Wednesday, 5 July 2000

Trelawny of the Wells, July 5, 2000


By Arthur Wing Pinero
Melbourne Theatre Company
At Playhouse, Arts Centre Melbourne, until July 29, 2000
Reviewer: Kate Herbert

Melbourne has seen very little of Arthur Wing Pinero since 1968. Perhaps we should see more. Trelawny of the Wells is a fine, broad comic production of a bright, clever play from London in 1898.

Period pieces and costume dramas are often best left to the screen, but director, Simon Phillips, keeps it animated, vivid and engaging throughout while Dale Ferguson's lavish design provides the appropriate environment.

Pinero wrote witty dialogue, colourful characters within an intelligent satire of both the bold theatricals and the self-absorbed, arrogant Victorian aristocracy.

Rose Trelawny, (Justine Clarke), leading ingénue at Sadler's Wells Theatre in London in the 1860s, is to marry Arthur Gower (Christopher Gabardi). She leaves her plum acting job and gyps actor friends to live temporarily with Arthur's grandfather, Sir William (Bob Hornery) and his great-aunt, Trafalgar (Sue Ingleton) before her marriage.

When she confronts the boredom of an evening 'at home' with the family, she relinquishes her hopes of pleasing her dead mother's wishes to make a good marriage, and returns to Sadler's Wells only to find she has lost her histrionic gifts.

Pinero wrote in a period when serious drama was being accepted in London, a town in love with melodrama, farce and spectacle. Although Pinero's dramas were influenced by Heinrich Ibsen's plays about human dilemmas, his leaning towards naturalism and an ensemble without stars is also demonstrated in this comedy.

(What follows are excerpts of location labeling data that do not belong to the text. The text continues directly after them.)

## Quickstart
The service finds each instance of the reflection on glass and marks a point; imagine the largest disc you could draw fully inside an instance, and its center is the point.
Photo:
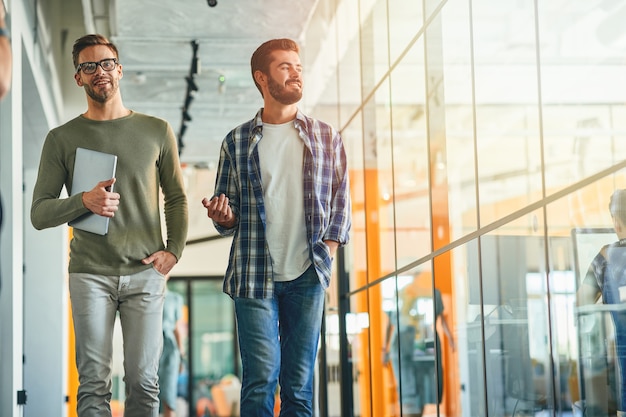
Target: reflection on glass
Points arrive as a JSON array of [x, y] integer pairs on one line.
[[601, 299], [412, 343], [215, 382]]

This ensemble is exceptionally strong. Clarke is delightfully cheeky with a broad range as Rose. Gabardi cleverly creates a stammering milk-sop in Arthur and Hornery as Sir William is gruff, grotesque and funny.

Greg Stone provides two broadly comic characterisations: one is a vain and histrionic actor, the other a lisping aristocrat. Ernie Bourne, Sue Ingleton, Patrick Blackwell, Rachael Tidd, Richard Piper, Joan Sydney and Tanja Bulatovic must be mentioned for a parade of eccentric characters.

Travis McMahon as actor/writer Tom Wrench, allows the emotional layer of the work to penetrate the surface with great skill. His is the character closest to Pinero himself , although based on an earlier playwright, T.S. Robertson who challenged the theatre with naturalism.

"Don't put your daughter on the stage Mrs. Worthington", sang Noel Coward. Pinero cocks a snoot at that saying.